Die FAZ gedruckte die Kekilli-Rede, die sie am 6. März im Berliner Schloss Bellevue auf einer gemeinsam von Bundespräsident Gauck und der „Hilfsorganisation Terre des Femmes“ organisierten Veranstaltung „Gegen Gewalt im Namen der Ehre“ hielt.

Kekilli: „Ich wünsche mir, dass das irgendwann einmal kein hart erkämpftes Privileg oder womöglich Todesurteil ist, sondern Normalität.“ 

Die Schauspielerin Sibel Kekilli kam 1980 als Tochter eines eingewanderten türkischen Ehepaars in Heilbronn zur Welt. Bekannt wurde sie durch viele Pornofilme und ihre Hauptrolle in Fatih Akins Spielfilm „Gegen die Wand“ (2004).
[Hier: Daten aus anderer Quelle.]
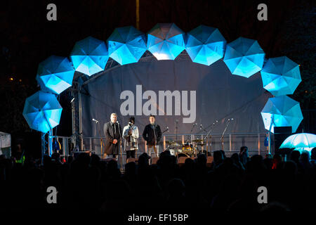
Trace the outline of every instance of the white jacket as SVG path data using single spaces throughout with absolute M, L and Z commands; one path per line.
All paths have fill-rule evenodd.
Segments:
M 124 139 L 124 150 L 134 150 L 138 149 L 138 139 L 139 138 L 138 128 L 136 125 L 125 126 L 123 129 L 123 138 Z M 129 135 L 129 129 L 132 129 L 132 134 Z M 133 145 L 133 143 L 134 144 Z

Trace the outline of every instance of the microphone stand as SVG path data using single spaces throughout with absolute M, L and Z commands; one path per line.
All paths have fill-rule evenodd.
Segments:
M 191 141 L 191 134 L 192 134 L 192 131 L 193 131 L 193 129 L 195 129 L 195 127 L 197 125 L 197 124 L 194 124 L 193 127 L 192 127 L 191 130 L 190 131 L 190 134 L 189 135 L 187 135 L 187 138 L 185 139 L 185 143 L 187 143 L 187 141 Z M 191 141 L 190 141 L 191 142 Z
M 121 171 L 122 171 L 123 170 L 123 158 L 122 158 L 122 156 L 121 156 L 121 139 L 122 139 L 122 136 L 121 136 L 121 130 L 120 130 L 120 129 L 119 129 L 119 127 L 121 127 L 121 124 L 118 122 L 117 122 L 117 124 L 119 125 L 119 126 L 117 126 L 118 127 L 118 129 L 119 129 L 119 151 L 121 152 Z
M 99 133 L 99 136 L 101 138 L 101 139 L 100 139 L 100 142 L 101 142 L 101 155 L 103 155 L 103 150 L 102 150 L 102 146 L 103 146 L 104 149 L 105 149 L 105 146 L 104 146 L 103 139 L 102 138 L 102 136 L 101 136 L 101 131 L 100 130 L 100 126 L 98 124 L 99 122 L 98 121 L 95 121 L 95 122 L 96 122 L 96 124 L 98 126 L 98 127 L 97 127 L 98 132 Z M 91 146 L 91 147 L 92 147 L 92 146 Z M 91 149 L 91 150 L 92 150 L 92 149 Z
M 207 139 L 206 141 L 206 156 L 207 156 L 207 153 L 209 153 L 209 136 L 210 137 L 211 139 L 211 145 L 209 146 L 209 151 L 211 153 L 212 152 L 212 136 L 209 135 L 211 134 L 211 131 L 213 130 L 213 129 L 214 128 L 214 127 L 216 125 L 216 124 L 218 122 L 218 120 L 216 120 L 215 122 L 213 122 L 213 124 L 211 127 L 211 129 L 209 129 L 209 132 L 206 134 L 206 136 L 204 137 L 204 140 L 205 141 L 206 139 Z
M 226 122 L 226 127 L 225 127 L 224 131 L 223 132 L 222 136 L 220 137 L 220 140 L 222 141 L 222 150 L 224 150 L 224 134 L 226 131 L 227 128 L 232 120 L 228 119 L 228 121 Z
M 176 142 L 178 141 L 178 120 L 176 120 Z M 177 153 L 179 150 L 179 147 L 177 146 Z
Die Darstellerin Sibel Kekilli hat ihre türkische Familie in Heilbronn mit ihrem Verhalten (Pornofilme, etc.) geschändet, so will es die türkische Tradition.

Deshalb bekommen ihre Brüder keine Ehefrauen ... das wäre bei deutschen Familien ähnlich, vielleicht nicht ganz so streng ...

Die "Schande" bedeutet für die türkische Familie, dass es die vielen Kekilli-Filme, in denen die Porno-Darstellerin K. mitspielte, überall zu kaufen sind ... nicht nur in Deutschland.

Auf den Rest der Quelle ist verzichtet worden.